The world will little note, nor long remember what we say here, but it can never forget what they did here. It is for us the living, rather, to be dedicated here to the unfinished work which they who fought here have thus far so nobly advanced. It is rather for us to be here dedicated to the great task remaining before us -- that from these honored dead we take increased devotion to that cause for which they gave the last full measure of devotion -- that we here highly resolve that these dead shall not have died in vain -- that this nation, under God, shall have a new birth of freedom -- and that government of the people, by the people, for the people, shall not perish from the earth.

Contrast Lincoln's words with W's.
We face an enemy determined to bring death and suffering into our homes.
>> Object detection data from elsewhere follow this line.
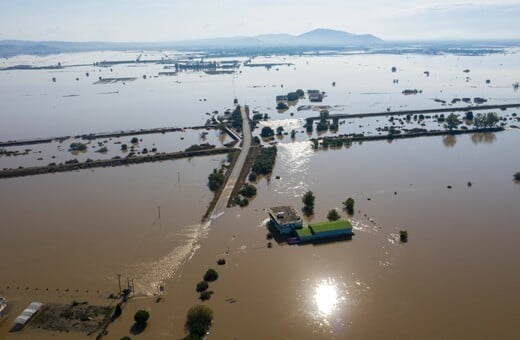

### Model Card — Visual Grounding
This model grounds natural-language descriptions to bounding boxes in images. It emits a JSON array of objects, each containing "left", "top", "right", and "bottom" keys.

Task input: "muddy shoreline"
[
  {"left": 311, "top": 127, "right": 505, "bottom": 148},
  {"left": 307, "top": 104, "right": 520, "bottom": 120},
  {"left": 0, "top": 125, "right": 217, "bottom": 147},
  {"left": 0, "top": 148, "right": 233, "bottom": 178}
]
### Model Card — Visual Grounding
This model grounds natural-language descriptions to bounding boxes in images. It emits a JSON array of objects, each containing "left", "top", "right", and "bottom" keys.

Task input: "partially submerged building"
[
  {"left": 307, "top": 90, "right": 325, "bottom": 102},
  {"left": 12, "top": 302, "right": 43, "bottom": 331},
  {"left": 292, "top": 220, "right": 353, "bottom": 243},
  {"left": 268, "top": 205, "right": 303, "bottom": 235}
]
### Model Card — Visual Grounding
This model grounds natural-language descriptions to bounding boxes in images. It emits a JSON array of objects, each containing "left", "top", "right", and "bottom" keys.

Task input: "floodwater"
[{"left": 0, "top": 50, "right": 520, "bottom": 339}]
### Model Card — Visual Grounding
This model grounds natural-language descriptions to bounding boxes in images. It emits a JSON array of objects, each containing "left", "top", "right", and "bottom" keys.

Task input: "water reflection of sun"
[{"left": 314, "top": 282, "right": 339, "bottom": 317}]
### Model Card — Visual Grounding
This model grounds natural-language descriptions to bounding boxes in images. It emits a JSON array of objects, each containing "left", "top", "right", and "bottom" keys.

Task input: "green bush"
[
  {"left": 260, "top": 126, "right": 274, "bottom": 138},
  {"left": 208, "top": 169, "right": 224, "bottom": 191},
  {"left": 327, "top": 209, "right": 340, "bottom": 221},
  {"left": 240, "top": 183, "right": 256, "bottom": 197},
  {"left": 343, "top": 197, "right": 354, "bottom": 215},
  {"left": 134, "top": 309, "right": 150, "bottom": 326},
  {"left": 186, "top": 305, "right": 213, "bottom": 338},
  {"left": 196, "top": 281, "right": 209, "bottom": 293},
  {"left": 251, "top": 146, "right": 278, "bottom": 175},
  {"left": 204, "top": 268, "right": 218, "bottom": 282},
  {"left": 249, "top": 172, "right": 258, "bottom": 182}
]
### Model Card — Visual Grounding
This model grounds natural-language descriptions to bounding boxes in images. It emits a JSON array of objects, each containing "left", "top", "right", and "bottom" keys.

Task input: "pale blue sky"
[{"left": 0, "top": 0, "right": 520, "bottom": 41}]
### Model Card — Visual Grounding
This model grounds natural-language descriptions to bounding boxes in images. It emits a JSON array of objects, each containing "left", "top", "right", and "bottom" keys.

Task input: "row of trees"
[
  {"left": 441, "top": 112, "right": 500, "bottom": 130},
  {"left": 208, "top": 169, "right": 225, "bottom": 191}
]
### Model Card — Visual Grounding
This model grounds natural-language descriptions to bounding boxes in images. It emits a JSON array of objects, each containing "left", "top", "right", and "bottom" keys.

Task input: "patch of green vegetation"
[
  {"left": 302, "top": 190, "right": 316, "bottom": 216},
  {"left": 186, "top": 305, "right": 213, "bottom": 339},
  {"left": 251, "top": 146, "right": 278, "bottom": 175},
  {"left": 327, "top": 209, "right": 340, "bottom": 221},
  {"left": 260, "top": 126, "right": 274, "bottom": 138},
  {"left": 343, "top": 197, "right": 354, "bottom": 215},
  {"left": 296, "top": 227, "right": 312, "bottom": 238},
  {"left": 208, "top": 169, "right": 225, "bottom": 191},
  {"left": 240, "top": 183, "right": 256, "bottom": 198},
  {"left": 230, "top": 106, "right": 242, "bottom": 131},
  {"left": 134, "top": 309, "right": 150, "bottom": 326},
  {"left": 473, "top": 112, "right": 500, "bottom": 129}
]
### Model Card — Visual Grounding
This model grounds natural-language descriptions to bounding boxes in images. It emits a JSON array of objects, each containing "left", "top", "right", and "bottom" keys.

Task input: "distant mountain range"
[
  {"left": 0, "top": 28, "right": 384, "bottom": 57},
  {"left": 174, "top": 28, "right": 384, "bottom": 47}
]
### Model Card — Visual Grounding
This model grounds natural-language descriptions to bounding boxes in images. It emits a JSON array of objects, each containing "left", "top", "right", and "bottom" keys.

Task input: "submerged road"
[
  {"left": 307, "top": 103, "right": 520, "bottom": 120},
  {"left": 209, "top": 106, "right": 252, "bottom": 219}
]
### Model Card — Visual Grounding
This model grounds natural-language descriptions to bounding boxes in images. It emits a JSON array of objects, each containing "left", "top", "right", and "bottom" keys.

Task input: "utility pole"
[{"left": 117, "top": 274, "right": 121, "bottom": 294}]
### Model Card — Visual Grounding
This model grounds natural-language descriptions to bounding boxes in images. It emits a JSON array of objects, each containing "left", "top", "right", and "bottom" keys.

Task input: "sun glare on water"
[{"left": 314, "top": 282, "right": 338, "bottom": 316}]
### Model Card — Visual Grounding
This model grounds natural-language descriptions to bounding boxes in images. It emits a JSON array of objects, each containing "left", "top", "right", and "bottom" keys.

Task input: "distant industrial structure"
[
  {"left": 268, "top": 206, "right": 303, "bottom": 235},
  {"left": 268, "top": 206, "right": 354, "bottom": 244},
  {"left": 307, "top": 90, "right": 325, "bottom": 102}
]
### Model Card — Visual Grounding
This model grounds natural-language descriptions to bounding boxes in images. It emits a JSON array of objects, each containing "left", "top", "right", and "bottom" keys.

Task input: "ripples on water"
[
  {"left": 123, "top": 222, "right": 210, "bottom": 296},
  {"left": 271, "top": 141, "right": 314, "bottom": 197},
  {"left": 299, "top": 274, "right": 370, "bottom": 333}
]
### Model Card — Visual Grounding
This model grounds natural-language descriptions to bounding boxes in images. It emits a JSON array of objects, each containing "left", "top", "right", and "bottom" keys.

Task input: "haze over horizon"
[{"left": 0, "top": 0, "right": 520, "bottom": 42}]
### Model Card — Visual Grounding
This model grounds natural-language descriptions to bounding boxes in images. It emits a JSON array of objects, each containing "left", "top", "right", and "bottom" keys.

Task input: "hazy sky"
[{"left": 0, "top": 0, "right": 520, "bottom": 41}]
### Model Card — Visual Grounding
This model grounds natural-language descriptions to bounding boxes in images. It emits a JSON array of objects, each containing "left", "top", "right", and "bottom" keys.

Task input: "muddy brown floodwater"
[
  {"left": 109, "top": 131, "right": 520, "bottom": 339},
  {"left": 0, "top": 155, "right": 226, "bottom": 338}
]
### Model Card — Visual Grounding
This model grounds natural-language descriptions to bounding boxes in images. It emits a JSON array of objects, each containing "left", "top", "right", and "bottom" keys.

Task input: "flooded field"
[{"left": 0, "top": 50, "right": 520, "bottom": 339}]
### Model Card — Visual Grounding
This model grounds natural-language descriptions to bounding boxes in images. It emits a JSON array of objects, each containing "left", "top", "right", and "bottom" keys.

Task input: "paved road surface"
[{"left": 210, "top": 106, "right": 252, "bottom": 219}]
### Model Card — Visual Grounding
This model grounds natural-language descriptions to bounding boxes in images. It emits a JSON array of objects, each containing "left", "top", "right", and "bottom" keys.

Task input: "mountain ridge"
[{"left": 0, "top": 28, "right": 384, "bottom": 57}]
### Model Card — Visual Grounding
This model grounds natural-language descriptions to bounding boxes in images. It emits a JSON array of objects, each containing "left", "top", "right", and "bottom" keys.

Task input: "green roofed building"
[{"left": 296, "top": 220, "right": 353, "bottom": 242}]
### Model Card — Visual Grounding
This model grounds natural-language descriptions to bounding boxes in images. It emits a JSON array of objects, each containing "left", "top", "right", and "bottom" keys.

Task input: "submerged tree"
[
  {"left": 302, "top": 190, "right": 316, "bottom": 215},
  {"left": 186, "top": 305, "right": 213, "bottom": 339},
  {"left": 327, "top": 209, "right": 340, "bottom": 222},
  {"left": 343, "top": 197, "right": 354, "bottom": 215},
  {"left": 446, "top": 113, "right": 461, "bottom": 131}
]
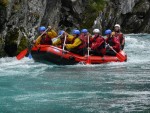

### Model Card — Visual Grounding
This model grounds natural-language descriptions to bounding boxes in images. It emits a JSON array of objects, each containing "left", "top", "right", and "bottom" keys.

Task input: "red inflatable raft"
[{"left": 32, "top": 45, "right": 127, "bottom": 65}]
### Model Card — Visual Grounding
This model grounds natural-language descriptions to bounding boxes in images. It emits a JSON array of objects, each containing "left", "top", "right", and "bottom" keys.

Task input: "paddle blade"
[
  {"left": 28, "top": 53, "right": 32, "bottom": 59},
  {"left": 16, "top": 49, "right": 28, "bottom": 60},
  {"left": 116, "top": 53, "right": 126, "bottom": 62}
]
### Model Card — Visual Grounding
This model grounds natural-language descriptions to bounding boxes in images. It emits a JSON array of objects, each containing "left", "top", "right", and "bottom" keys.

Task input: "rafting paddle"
[
  {"left": 106, "top": 43, "right": 126, "bottom": 62},
  {"left": 87, "top": 35, "right": 91, "bottom": 64}
]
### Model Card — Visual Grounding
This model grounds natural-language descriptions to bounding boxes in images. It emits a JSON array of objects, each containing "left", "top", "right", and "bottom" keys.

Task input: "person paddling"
[
  {"left": 113, "top": 24, "right": 125, "bottom": 50},
  {"left": 105, "top": 29, "right": 120, "bottom": 56},
  {"left": 65, "top": 30, "right": 85, "bottom": 56},
  {"left": 34, "top": 26, "right": 57, "bottom": 45},
  {"left": 53, "top": 30, "right": 73, "bottom": 48},
  {"left": 88, "top": 29, "right": 106, "bottom": 56}
]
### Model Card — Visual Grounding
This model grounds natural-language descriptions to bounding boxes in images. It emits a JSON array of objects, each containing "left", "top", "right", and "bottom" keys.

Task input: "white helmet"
[
  {"left": 93, "top": 29, "right": 100, "bottom": 33},
  {"left": 115, "top": 24, "right": 120, "bottom": 29}
]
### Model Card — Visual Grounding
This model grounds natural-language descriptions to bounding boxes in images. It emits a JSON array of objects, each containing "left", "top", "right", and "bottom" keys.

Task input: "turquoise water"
[{"left": 0, "top": 34, "right": 150, "bottom": 113}]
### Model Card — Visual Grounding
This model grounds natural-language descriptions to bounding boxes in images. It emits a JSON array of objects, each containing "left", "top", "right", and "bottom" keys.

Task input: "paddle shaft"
[
  {"left": 106, "top": 43, "right": 126, "bottom": 61},
  {"left": 63, "top": 34, "right": 67, "bottom": 51}
]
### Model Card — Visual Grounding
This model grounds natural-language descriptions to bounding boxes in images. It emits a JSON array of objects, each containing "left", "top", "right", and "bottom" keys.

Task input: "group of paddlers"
[{"left": 34, "top": 24, "right": 125, "bottom": 56}]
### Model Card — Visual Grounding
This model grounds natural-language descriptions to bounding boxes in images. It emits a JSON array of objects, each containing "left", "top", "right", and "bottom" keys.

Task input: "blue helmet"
[
  {"left": 39, "top": 26, "right": 46, "bottom": 32},
  {"left": 58, "top": 30, "right": 65, "bottom": 35},
  {"left": 105, "top": 29, "right": 112, "bottom": 35},
  {"left": 72, "top": 30, "right": 80, "bottom": 35},
  {"left": 81, "top": 29, "right": 88, "bottom": 33}
]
America did not ask for this war, and every American wishes it were over. So do I. But the war is not over - and it will not be over until either we or the extremists emerge victorious.

First sentence: death and suffering, check. Second sentence: little outright lie; America (more accurately, the American administration) very much asked for this war, and in fact wanted it so badly that it perpetrated and perpetuated a series of lies designed to make the average sound-bite citizen believe that Iraq was intimately involved in the September 11 attacks. Note to self: try to find camera footage of Dick "there absolutely was a connection" Cheney's temples threatening to explode when W stated Saddam was not involved. Third sentence: war will never be over, check. Interestingly, his closing paragraph echoed Lincoln's:
Our Nation has endured trials - and we face a difficult road ahead. Winning this war will require the determined efforts of a unified country. So we must put aside our differences, and work together to meet the test that history has given us. We will defeat our enemies ... we will protect our people ... and we will lead the 21st century into a shining age of human liberty.

Sounds lovely, although it's difficult for me not to take the cynical view that "putting aside our differences" is code for "sit down and shaddup."